The distributive property is an essential concept in algebra, and it's a rule that allows you to multiply a single term by each term within a parenthesis. When you apply this property, you're essentially distributing or sharing one quantity among others. In the given exercise, the distributive property is used to multiply the binomial \((x+y)\) by each term in the trinomial \(x^2 - xy + y^2\). The steps of distribution are systematic:

• Take each term of the binomial \((x+y)\) and multiply it by the entire trinomial \((x^2 - xy + y^2)\).
• This involves calculating separately for \(x\) and \(y\), multiplying them by each term of the trinomial.

By following this process, the expression is expanded into individual terms, which lays the groundwork for further simplification.

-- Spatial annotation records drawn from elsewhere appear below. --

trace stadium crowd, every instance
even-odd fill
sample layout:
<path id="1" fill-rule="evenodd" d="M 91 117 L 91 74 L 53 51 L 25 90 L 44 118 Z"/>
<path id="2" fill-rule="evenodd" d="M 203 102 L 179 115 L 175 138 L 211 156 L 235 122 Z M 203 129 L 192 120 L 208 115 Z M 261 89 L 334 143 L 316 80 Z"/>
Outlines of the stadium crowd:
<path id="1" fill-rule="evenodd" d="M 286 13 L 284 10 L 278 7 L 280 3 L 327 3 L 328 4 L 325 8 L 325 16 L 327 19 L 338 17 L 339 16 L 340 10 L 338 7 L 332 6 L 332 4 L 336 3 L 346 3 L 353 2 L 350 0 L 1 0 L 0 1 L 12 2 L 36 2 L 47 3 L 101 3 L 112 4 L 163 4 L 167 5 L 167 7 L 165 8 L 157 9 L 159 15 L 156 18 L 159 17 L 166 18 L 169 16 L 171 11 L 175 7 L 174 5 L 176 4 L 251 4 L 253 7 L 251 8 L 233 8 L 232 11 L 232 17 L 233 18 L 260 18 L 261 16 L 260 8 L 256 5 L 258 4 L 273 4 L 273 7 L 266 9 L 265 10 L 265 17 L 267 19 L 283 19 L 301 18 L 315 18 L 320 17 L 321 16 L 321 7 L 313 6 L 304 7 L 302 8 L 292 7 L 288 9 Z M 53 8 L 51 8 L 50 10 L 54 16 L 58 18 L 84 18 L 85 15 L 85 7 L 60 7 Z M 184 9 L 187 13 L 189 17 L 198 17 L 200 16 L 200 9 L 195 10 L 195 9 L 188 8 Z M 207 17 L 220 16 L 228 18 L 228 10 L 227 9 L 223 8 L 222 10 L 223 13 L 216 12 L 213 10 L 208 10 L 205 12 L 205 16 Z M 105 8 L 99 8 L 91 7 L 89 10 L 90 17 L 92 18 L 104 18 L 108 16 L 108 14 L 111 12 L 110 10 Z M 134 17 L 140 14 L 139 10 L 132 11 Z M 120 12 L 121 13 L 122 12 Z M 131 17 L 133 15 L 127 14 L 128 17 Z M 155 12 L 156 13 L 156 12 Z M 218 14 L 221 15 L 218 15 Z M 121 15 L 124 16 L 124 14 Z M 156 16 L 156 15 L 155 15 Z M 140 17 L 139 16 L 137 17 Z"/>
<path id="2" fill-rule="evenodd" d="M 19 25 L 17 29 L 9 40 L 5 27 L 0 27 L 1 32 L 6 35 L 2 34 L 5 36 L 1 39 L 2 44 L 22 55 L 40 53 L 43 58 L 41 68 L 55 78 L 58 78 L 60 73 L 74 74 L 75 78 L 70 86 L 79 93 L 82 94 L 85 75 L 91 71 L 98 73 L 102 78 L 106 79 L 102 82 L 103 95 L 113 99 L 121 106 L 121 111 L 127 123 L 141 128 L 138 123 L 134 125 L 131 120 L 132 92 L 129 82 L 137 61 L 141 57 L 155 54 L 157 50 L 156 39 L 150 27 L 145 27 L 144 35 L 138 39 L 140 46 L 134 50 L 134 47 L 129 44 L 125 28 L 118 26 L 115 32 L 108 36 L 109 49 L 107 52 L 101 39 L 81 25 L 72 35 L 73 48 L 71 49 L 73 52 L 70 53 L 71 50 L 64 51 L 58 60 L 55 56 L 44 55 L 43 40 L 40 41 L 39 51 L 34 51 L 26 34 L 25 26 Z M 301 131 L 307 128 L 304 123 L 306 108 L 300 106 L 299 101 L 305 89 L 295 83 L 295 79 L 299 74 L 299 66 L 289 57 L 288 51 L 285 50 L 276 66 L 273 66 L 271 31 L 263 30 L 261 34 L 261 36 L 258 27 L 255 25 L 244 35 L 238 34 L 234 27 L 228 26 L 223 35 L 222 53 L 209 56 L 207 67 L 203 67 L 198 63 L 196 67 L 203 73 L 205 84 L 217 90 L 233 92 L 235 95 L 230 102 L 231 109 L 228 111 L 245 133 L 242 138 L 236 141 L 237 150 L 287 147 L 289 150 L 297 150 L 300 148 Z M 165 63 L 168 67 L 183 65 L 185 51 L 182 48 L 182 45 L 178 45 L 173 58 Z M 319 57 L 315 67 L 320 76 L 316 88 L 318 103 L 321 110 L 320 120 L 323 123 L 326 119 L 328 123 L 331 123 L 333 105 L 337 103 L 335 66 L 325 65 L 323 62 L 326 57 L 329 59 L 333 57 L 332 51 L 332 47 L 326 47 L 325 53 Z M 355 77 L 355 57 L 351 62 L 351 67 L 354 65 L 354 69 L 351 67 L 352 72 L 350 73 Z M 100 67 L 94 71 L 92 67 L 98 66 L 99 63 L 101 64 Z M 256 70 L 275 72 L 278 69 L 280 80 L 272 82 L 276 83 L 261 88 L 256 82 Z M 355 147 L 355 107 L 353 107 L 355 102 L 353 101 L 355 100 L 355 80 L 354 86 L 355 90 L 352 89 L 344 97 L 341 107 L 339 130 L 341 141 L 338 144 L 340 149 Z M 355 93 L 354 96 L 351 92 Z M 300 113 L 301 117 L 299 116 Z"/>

A binomial is a type of polynomial that includes exactly two distinct terms. In the exercise provided, \(x+y\) is the binomial. Binomials are quite straightforward, making them easy to handle in algebraic operations. They are often used in polynomial expansion, like in this problem, where they interact with trinomials. Understanding binomials is crucial because:

• They form the basis for building more complex polynomials.
• Multiplying binomials is a stepping stone to more advanced polynomial operations.
• They frequently appear in formulas and algebraic expressions you’ll encounter in algebra.

Working with binomials trains you to think about how algebraic expressions can be built, manipulated, and expanded.

Trinomials are another key part of polynomials, known for having exactly three terms. In our exercise, \(x^2 - xy + y^2\) is the trinomial. Trinomials appear often in algebra, especially in problems involving polynomial expansion and simplification. Here's what makes trinomials important:

• They help in understanding the complexity and structure of other polynomials.
• Trinomials can often be factored or expanded, which is crucial for solving algebraic equations.
• They test your ability to manage multiple algebraic operations systematically.

In the expansion steps of our problem, the trinomial shows how multiple terms interact when multiplied by a binomial, leading to opportunities to practice finding like terms.

Like terms are essential in simplifying algebraic expressions. They are terms that have the same variables raised to the same powers. In the solution, identifying like terms is crucial to achieve the simplified form of the polynomial expansion. When you combine like terms, you are effectively streamlining the expression by adding or subtracting the coefficients of these terms. The steps show:

• Combining terms such as \(-x^2y\) and \(yx^2\) because they are like terms despite their order.
• This simplification helps in reducing the expression to a more manageable form, such as \(x^3 + y^3\).
• Recognizing and combining like terms simplifies calculations, making further algebraic manipulations easier.

Being able to spot like terms is a practical skill you will use often in algebra, helping you to make expressions as simple as possible.